Estes fenómenos podem abrir caminho a cultos grupais e sociais assentes na violência. Autoridades identificam o recrutamento oportunista de jovens pela extrema-direita, por parte de influencers ou de pessoas que se intitulam de jornalistas mas cujo papel único é de promover o ódio. Mas isso não impede que estes jovens se sintam cada vez mais sozinhos, de acordo com vários estudos.

O filósofo Lee McIntyre (2023) defende que as próprias ações de desinformação a que assistimos é agressiva, porquanto visa destruir o conceito de verdade plausível para criar “neo verdades” arbitrárias. E na era da  “pós-verdade”, aqueles que não votam, não veem notícias e “não acreditam em nada” são um perigo.  

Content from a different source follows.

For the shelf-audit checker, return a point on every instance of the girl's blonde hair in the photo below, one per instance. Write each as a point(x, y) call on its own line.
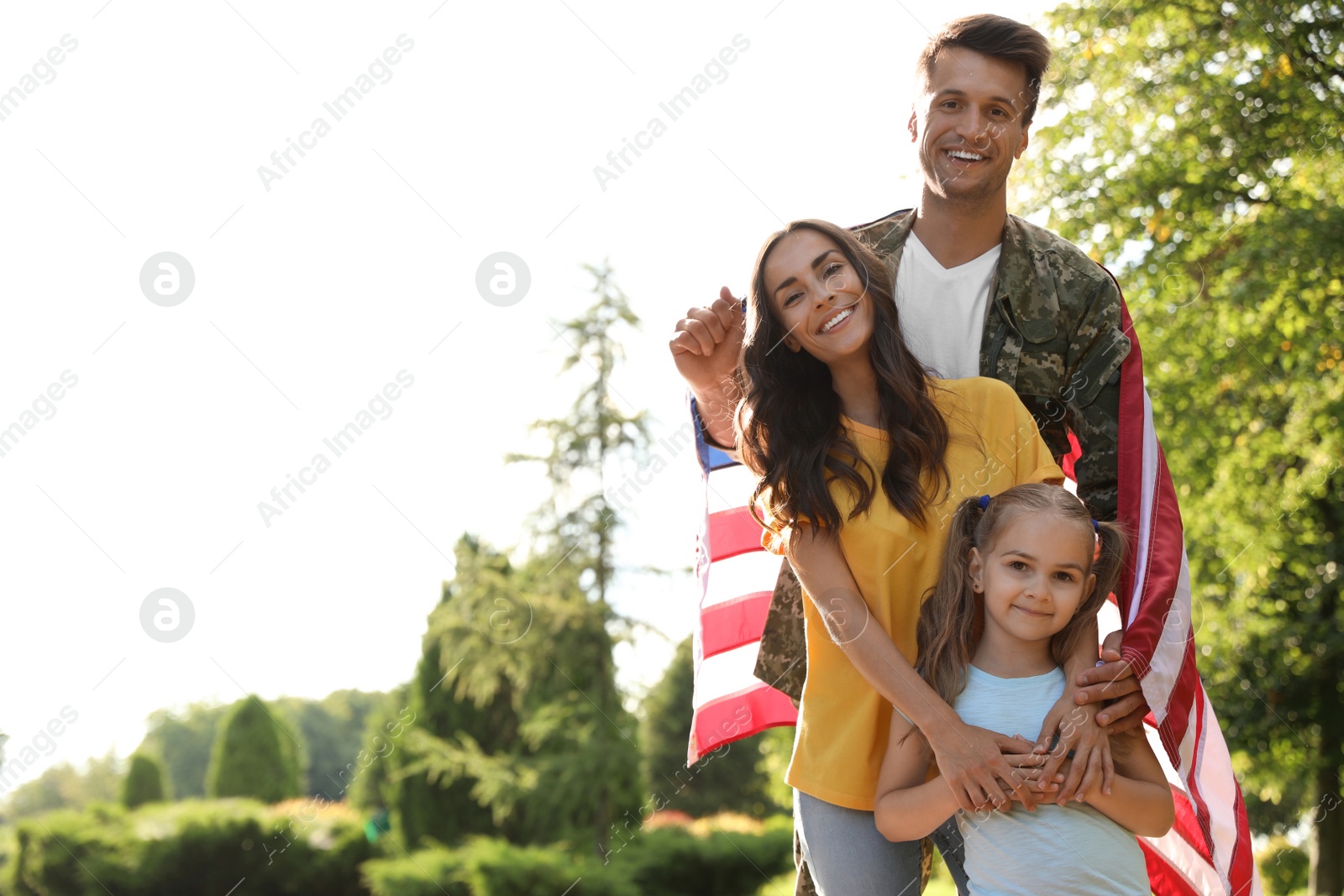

A nossa mente funciona como um parlamento, composto por partes ligadas ao amor e à violência. É importante que as várias forças dialoguem, já que o instinto de violência contém também em si o instinto do amor. Em psicoterapia, o reconhecimento de que uma parte totalitária e violenta pode paralisar o paciente e a terapia permite a sua neutralização e o amplo desenvolvimento do pensamento. A verdadeira consciência de Si abre, por isso, caminho à complexidade, à tolerância para com o erro e a dúvida, e ao prazer nas coisas, relegando a procura por verdades absolutas.

 

 

FONTES

Bollas, C. (1993). The fascist state of mind. Em Being a character: psychoanalysis and self (p.193-217). Routledge.

McIntyre, L. (2023). On Disinformation. How to fight for truth and protect democracy. The Mit Press.

Meltzer, D. (1979). Estados sexuais da mente. Imago.